Seismic cable restrainer design method to control the large-displacement response for multi-span simply supported bridges crossing fault rupture zones

Highlights

• A new restrainer design method is proposed for the fault-crossing bridges.

• Faulting-induced permanent ground dislocation is considered for the design method.

• The design method was evaluated using parametric numerical analyses.

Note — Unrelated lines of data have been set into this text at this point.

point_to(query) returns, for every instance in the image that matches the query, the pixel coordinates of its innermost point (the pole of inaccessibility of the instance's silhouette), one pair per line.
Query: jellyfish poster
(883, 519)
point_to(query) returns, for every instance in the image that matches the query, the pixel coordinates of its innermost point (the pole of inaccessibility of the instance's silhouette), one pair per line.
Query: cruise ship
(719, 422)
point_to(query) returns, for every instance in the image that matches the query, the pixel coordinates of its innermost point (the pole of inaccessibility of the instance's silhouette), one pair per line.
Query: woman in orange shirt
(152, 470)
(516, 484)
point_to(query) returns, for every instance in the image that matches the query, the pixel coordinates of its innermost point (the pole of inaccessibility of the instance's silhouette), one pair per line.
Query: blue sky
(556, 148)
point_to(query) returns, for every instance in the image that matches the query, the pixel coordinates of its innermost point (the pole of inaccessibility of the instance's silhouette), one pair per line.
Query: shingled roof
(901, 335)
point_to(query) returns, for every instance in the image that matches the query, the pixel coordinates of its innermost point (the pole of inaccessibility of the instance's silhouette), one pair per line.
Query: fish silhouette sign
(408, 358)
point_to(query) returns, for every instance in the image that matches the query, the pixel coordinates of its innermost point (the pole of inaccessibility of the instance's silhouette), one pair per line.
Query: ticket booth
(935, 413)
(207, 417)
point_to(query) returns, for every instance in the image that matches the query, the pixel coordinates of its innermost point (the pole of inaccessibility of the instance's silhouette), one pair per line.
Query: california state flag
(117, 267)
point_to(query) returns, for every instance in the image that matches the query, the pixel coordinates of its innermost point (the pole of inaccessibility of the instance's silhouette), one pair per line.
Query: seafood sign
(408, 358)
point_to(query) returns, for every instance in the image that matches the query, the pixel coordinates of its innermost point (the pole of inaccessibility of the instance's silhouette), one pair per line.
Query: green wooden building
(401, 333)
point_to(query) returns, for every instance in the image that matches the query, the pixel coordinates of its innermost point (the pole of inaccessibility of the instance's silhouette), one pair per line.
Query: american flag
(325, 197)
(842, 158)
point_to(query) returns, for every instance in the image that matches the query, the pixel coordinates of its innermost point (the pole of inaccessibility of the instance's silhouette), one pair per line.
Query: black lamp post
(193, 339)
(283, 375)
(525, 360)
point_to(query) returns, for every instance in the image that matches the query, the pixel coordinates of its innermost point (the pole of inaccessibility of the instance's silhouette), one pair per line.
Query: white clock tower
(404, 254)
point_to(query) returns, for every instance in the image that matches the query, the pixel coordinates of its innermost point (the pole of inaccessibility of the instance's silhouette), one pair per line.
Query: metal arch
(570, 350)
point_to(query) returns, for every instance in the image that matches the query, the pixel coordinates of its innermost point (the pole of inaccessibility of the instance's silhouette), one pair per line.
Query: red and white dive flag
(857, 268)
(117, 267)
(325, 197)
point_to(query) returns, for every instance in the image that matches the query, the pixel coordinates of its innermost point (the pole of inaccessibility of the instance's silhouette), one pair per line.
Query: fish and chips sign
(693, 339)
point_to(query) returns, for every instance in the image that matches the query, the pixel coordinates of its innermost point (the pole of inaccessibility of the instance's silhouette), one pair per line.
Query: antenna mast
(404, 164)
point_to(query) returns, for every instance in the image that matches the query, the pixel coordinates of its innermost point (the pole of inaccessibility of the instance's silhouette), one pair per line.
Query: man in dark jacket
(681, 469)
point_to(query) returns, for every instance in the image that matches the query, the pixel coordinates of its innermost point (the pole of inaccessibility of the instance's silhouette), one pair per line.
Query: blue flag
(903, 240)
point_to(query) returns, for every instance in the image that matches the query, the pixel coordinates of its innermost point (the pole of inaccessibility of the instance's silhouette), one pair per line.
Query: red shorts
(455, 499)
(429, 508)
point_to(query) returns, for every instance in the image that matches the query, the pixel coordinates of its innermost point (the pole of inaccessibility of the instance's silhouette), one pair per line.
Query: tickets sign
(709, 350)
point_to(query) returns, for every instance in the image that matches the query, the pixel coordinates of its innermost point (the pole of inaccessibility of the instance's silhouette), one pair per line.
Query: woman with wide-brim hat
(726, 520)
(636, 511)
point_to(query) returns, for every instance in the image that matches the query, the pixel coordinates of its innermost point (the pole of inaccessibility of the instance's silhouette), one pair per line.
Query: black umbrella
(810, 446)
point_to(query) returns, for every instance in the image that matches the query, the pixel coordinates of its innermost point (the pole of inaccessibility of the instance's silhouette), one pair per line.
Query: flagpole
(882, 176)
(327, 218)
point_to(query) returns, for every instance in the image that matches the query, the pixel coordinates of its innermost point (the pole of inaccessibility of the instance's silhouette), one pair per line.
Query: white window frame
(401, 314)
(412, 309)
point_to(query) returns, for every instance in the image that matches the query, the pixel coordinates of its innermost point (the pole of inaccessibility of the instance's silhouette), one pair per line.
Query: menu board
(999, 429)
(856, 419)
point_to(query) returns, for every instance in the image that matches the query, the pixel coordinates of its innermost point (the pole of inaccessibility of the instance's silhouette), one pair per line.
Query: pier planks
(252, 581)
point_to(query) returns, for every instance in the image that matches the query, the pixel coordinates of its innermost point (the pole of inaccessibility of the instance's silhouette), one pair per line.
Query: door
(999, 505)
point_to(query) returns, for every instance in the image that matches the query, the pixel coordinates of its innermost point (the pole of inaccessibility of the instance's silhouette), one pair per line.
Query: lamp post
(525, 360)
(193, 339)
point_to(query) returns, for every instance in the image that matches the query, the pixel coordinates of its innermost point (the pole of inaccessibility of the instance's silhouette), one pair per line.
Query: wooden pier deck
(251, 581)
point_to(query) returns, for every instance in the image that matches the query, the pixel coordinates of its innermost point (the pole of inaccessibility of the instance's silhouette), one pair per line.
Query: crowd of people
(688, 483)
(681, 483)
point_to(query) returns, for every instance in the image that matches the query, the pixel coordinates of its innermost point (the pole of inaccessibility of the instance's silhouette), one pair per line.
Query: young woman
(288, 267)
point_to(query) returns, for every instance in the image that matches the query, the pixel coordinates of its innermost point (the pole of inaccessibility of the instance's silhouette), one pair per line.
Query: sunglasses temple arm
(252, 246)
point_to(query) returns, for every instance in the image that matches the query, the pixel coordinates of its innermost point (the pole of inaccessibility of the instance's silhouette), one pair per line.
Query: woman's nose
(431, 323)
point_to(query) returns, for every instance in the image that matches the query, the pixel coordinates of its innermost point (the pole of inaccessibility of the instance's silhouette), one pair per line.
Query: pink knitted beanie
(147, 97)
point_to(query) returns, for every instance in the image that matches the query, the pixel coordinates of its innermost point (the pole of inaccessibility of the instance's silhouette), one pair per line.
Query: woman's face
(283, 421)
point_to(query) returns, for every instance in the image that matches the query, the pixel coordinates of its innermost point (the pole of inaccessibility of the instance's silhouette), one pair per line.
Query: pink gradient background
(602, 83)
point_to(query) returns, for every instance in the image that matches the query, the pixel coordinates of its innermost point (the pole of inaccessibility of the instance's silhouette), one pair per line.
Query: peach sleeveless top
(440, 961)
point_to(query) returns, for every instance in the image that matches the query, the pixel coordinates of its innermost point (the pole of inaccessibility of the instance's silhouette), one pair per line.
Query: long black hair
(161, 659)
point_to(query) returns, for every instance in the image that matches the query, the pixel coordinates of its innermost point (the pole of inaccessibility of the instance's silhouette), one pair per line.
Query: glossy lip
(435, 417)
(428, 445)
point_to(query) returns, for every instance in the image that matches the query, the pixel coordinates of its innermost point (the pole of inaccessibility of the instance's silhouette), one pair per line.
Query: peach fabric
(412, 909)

• Both elastic and superelastic restrainers can effectively control the large-displacement for fault-crossing bridges.

Abstract

Previous earthquakes have highlighted the seismic vulnerability of fault-crossing multi-span simply supported (FC-MSSS) bridges due to the large displacement of decks. Restraining devices, being of low cost and easy to install, can be a potential alternative to prevent the large displacement or falling of bridge spans for FC-MSSS bridges. However, the current restrainer design guidelines cannot provide an appropriate design method for such restraining devices in MSSS bridges accounting for the effect of faulting-induced permanent ground dislocation. To address this issue, this study aims to propose a restrainer design procedure for FC-MSSS bridges. In this proposed procedure, the restrainers are designed according to the combination of response spectrum analysis based on a linearized 2-degree-of-freedom (2-DOF) analytical model and quasi-static analysis of the bridge. A five-span simply supported bridge crossing Puqian-Qinglan fault, which is located in Puqian Bay in Hainan, China, is chosen as a case study. Two types of restrainers, i.e., elastic steel and superelastic shape memory alloy (SMA) cables, are considered for the fault-crossing bridge. Over 30 synthetic ground motions with increasing permanent ground dislocations are generated using a hybrid simulation approach. Numerical studies show that the restrainers designed by the proposed method could efficiently limit the relative displacement within a designer-specified value for the fault-crossing bridges. Using SMA cables as seismic restrainers could noticeably reduce the required length compared with elastic steel cables.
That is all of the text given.